Un avocat a été interdit d’exercer pendant cinq ans après avoir harcelé une jeune collègue, lui envoyant près de 1 000 messages inappropriés en l’espace de deux mois. Takeshige Sugimoto, associé dans un cabinet d’avocats, a été licencié pour avoir tenté désespérément de la convaincre de commencer une relation amoureuse.
Comportement inacceptable
Lors d’une audience du Tribunal disciplinaire des avocats (SDT), il a été révélé que Sugimoto avait inondé la jeune consultante juridique de messages inappropriés, exprimant son ‘amour’ de manière pressante. Il lui a même dit par WhatsApp : ‘Ma rencontre avec toi est bien plus plaisante pour moi que d’avoir des relations sexuelles avec quelqu’un.’
Des tentatives de séduction répétées
Malgré les refus clairs de la jeune femme, Sugimoto a déclaré tomber amoureux d’elle quelques jours après le début de son emploi dans le cabinet. Il lui a également posé des questions intrusives sur sa vie personnelle, comme : ‘Est-ce que cela te dérange que j’aie des relations avec d’autres filles ?’

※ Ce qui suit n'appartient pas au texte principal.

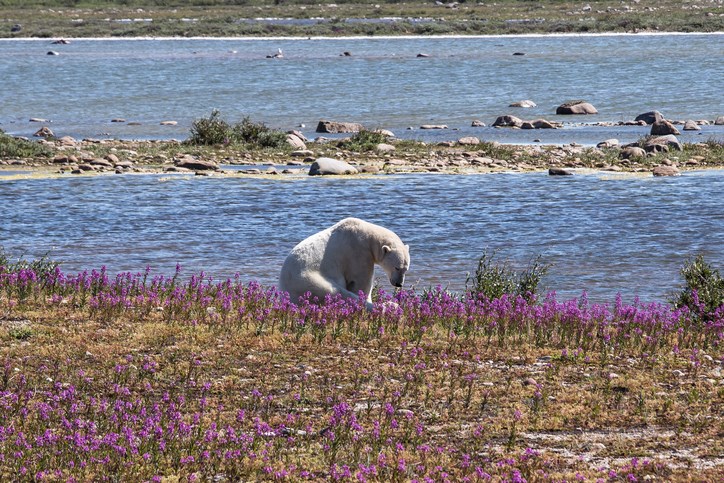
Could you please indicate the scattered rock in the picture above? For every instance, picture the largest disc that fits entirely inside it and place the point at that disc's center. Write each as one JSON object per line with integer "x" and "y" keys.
{"x": 576, "y": 107}
{"x": 189, "y": 162}
{"x": 302, "y": 153}
{"x": 100, "y": 162}
{"x": 691, "y": 126}
{"x": 608, "y": 143}
{"x": 662, "y": 128}
{"x": 329, "y": 166}
{"x": 670, "y": 141}
{"x": 384, "y": 148}
{"x": 649, "y": 117}
{"x": 296, "y": 143}
{"x": 538, "y": 124}
{"x": 385, "y": 132}
{"x": 632, "y": 152}
{"x": 469, "y": 141}
{"x": 666, "y": 170}
{"x": 333, "y": 127}
{"x": 67, "y": 141}
{"x": 508, "y": 121}
{"x": 560, "y": 172}
{"x": 44, "y": 132}
{"x": 526, "y": 103}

Conséquences de son comportement
Le tribunal a constaté que Sugimoto avait abusé de sa position d’autorité pour tirer parti de la jeune consultante. Il a été condamné à une interdiction d’exercer pendant cinq ans et à payer des frais s’élevant à 36 000 euros. Sugimoto a reconnu avoir cherché une relation romantique avec la victime, qui a finalement quitté le cabinet.
Impact sur la victime
Le tribunal a entendu que la conduite de Sugimoto avait un effet ‘profond’ sur la jeune consultante, qui avait hésité à se plaindre de son comportement en raison de son statut d’associé. Un rapport a révélé que Sugimoto avait envoyé 989 messages entre le 22 janvier et le 27 mars 2019, dont l’un exprimant son amour cinq jours après le début de son travail.

Conclusion du tribunal
Le tribunal a qualifié le niveau de culpabilité de Sugimoto de ‘élevé’, soulignant son rôle en tant qu’avocat expérimenté et partenaire dans le cabinet. Il a été noté qu’il avait utilisé l’imbalance de pouvoir causée par sa hiérarchie pour exploiter la situation de la consultante junior. Sugimoto travaille désormais pour un cabinet d’avocats au Japon.